NLP - Get the most semantically similar texts

There are two types of data - with and without labels. In this post I will focus on the unlabeled text, which should simulate human dialog or an email communication. There is a lot of stuff you can do with these texts, one of them is clustering.

You can use already implemented algorithms like KMeans, but you will struggle with textual representation, because in the human generated text is a lot of missplelling and abbreviations. This makes TF-IDF very sparse and ineffective to catch similarities in the text. For example, “cat” and “kitten” would be as far as “cat” and “house”. Because TF-IDF does not catch the semantic.

To solve this we can use the work of Tomas Mikolov. He created a neural network model which can “catch” the semantics of text into low-dimensional space (usually 300 dim). I want to talk about it in a future post. We will use FastText because it is character-based. We will base our approach on this paper. So we use coordinate-wise mean, because it is simple to implement and provide not bad results.

My data (taken from the Enron dataset) looks like this:

msg_raw 
from 
to 
msg_init 
msg_reply 
subject 
cluster (set to -1 at initializion)

Here is a part where I will take care of embedding. I have already implemented version where I can use TF-IDF weight to adjust embedding:

def get_embedding_for_doc(document_order, embedding_model, dim, tfidf_matrix, not_weight = True):
    embeddings = []
    number_of_examples = 0.0
    for w, s in [(terms[i], s) for (i, s) in get_scores_for_doc(document_order, tfidf_matrix)]:
        try:
            if not_weight:
                embeddings.append(embedding_model[w]) # normal
            else:
                embeddings.append((s * embedding_model[w])) # weighted
        except KeyError as e:
#             print (w , " not in dictionary (writing to file ./stopwords.txt)")
            with open("./stop_words.txt" , "aw") as f:
                f.write(w + "\n")
    embeddings = np.array(embeddings)
    if len(embeddings) > 0:
        return np.mean(embeddings, axis=0)
    else:
        return np.zeros(dim)

To get scored for ith document. We have to know the index of the document:

def get_scores_for_doc(document_order, tfidf_matrix):
    feature_index = tfidf_matrix[document_order,:].nonzero()[1]
    return zip(feature_index, [tfidf_matrix[document_order, x] for x in feature_index])
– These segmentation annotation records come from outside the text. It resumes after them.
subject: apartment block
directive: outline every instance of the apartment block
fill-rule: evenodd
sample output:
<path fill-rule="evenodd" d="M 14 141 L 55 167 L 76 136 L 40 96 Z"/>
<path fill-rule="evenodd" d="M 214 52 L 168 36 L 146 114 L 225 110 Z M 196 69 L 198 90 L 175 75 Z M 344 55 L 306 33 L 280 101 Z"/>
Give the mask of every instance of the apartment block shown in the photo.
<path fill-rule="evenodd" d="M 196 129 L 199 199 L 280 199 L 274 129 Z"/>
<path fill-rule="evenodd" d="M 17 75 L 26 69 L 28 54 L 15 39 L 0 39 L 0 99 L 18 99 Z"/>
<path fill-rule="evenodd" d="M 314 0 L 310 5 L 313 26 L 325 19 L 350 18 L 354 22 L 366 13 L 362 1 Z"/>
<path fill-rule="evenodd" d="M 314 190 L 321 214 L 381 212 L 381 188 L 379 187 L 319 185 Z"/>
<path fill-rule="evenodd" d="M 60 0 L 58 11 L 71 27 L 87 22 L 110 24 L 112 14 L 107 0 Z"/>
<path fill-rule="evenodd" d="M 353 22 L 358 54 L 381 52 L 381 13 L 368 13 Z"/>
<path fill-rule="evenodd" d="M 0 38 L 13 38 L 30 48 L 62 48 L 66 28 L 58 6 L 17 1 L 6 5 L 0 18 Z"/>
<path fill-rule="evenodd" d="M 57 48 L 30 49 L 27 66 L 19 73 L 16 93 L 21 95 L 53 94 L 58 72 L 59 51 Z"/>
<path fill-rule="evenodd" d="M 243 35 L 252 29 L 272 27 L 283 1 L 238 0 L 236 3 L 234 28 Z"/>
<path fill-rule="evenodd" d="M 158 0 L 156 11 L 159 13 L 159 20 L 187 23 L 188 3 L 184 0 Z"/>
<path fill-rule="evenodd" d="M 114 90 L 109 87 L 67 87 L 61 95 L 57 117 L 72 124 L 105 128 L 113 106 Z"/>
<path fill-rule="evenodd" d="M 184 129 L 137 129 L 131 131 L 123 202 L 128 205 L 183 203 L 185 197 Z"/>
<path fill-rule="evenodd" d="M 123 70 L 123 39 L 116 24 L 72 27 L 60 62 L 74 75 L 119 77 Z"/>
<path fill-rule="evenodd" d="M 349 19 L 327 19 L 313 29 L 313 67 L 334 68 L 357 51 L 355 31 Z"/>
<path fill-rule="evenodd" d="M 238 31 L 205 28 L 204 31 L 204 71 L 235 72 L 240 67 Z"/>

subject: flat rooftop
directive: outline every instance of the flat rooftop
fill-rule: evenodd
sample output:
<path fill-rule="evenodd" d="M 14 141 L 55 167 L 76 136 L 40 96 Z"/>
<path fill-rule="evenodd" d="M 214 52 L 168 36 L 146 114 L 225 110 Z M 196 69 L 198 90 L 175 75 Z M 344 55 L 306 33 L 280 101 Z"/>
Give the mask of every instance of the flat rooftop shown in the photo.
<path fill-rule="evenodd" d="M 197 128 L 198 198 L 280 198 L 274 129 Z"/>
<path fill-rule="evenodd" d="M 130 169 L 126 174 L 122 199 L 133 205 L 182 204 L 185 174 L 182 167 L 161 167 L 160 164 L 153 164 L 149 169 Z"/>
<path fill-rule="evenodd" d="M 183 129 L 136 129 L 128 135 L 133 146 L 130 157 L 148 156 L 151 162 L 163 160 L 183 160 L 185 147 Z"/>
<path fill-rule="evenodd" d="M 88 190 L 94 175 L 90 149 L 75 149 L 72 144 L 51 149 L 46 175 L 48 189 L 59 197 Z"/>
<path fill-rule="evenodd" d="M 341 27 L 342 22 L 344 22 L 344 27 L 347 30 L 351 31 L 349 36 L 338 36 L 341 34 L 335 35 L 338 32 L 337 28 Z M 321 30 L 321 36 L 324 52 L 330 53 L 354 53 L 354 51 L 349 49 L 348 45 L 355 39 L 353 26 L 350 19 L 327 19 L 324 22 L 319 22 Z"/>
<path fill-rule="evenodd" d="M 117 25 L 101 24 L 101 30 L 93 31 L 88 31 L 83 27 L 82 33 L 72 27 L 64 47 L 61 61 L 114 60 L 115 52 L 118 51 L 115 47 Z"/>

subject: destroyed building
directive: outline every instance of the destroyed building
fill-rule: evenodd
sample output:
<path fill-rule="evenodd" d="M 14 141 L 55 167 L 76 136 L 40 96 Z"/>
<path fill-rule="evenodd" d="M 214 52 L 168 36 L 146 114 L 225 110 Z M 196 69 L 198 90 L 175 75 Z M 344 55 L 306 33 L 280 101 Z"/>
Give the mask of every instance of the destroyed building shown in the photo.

Loading of FastText (using gensim) model:

from gensim.models.wrappers import FastText
import gensim
model_fast = FastText.load_fasttext_format("./embedings/wiki.cs")
def find_most_close_dist(distance_matrix, search_index = -1, distance_limit = 0.1):
    indexes = []
    for index in distance_matrix[search_index].argsort()[1:]:
        indexes.append(index)
        if distance_matrix[search_index][index] > distance_limit:
            return indexes

These are our helper functions. How I will show you one iteration of clustering by taking the most similar sentences to my “seed” text and labeled them with some number/tag/whatever. Then I will choose another “seed” and do the same again.

from sklearn.feature_extraction.text import TfidfVectorizer

tfidf_vectorizer = TfidfVectorizer(max_features=200000, encoding="utf8", decode_error="ignore", 
                                 min_df=2, stop_words=stop_words, analyzer = "word", lowercase = True,
                                 use_idf=True, tokenizer=word_tokenize, ngram_range=(1,1))

data = [str(msg).decode("utf8", "ignore") for msg, cluster in zip(df_small["msg_reply"], df_small["cluster"]) if cluster == -1]
data.append("This is beautiful.") # adding seed

%time tfidf_matrix = tfidf_vectorizer.fit_transform(data)

sentence_embedings = np.array([get_embedding_for_doc(x, model_fast, 300, tfidf_matrix) for x in range(0, len(data))])

from sklearn.metrics.pairwise import cosine_similarity
from sklearn.metrics.pairwise import euclidean_distances

# dist = abs(1 - cosine_similarity(sentence_embedings))
# dist_e = euclidean_distances(sentence_embedings)
dist_pow = pow(np.array(1 - cosine_similarity(sentence_embedings)), 2)

tag_new_cluster = 6
indexes_to_change = find_most_close_dist(dist_pow, -1, 0.1)
for index in indexes_to_change:
    df_small.set_value(df_small.index[index], "cluster" , tag_new_cluster)
print(len(indexes_to_change) , "items was changed.")
Written on August 30, 2017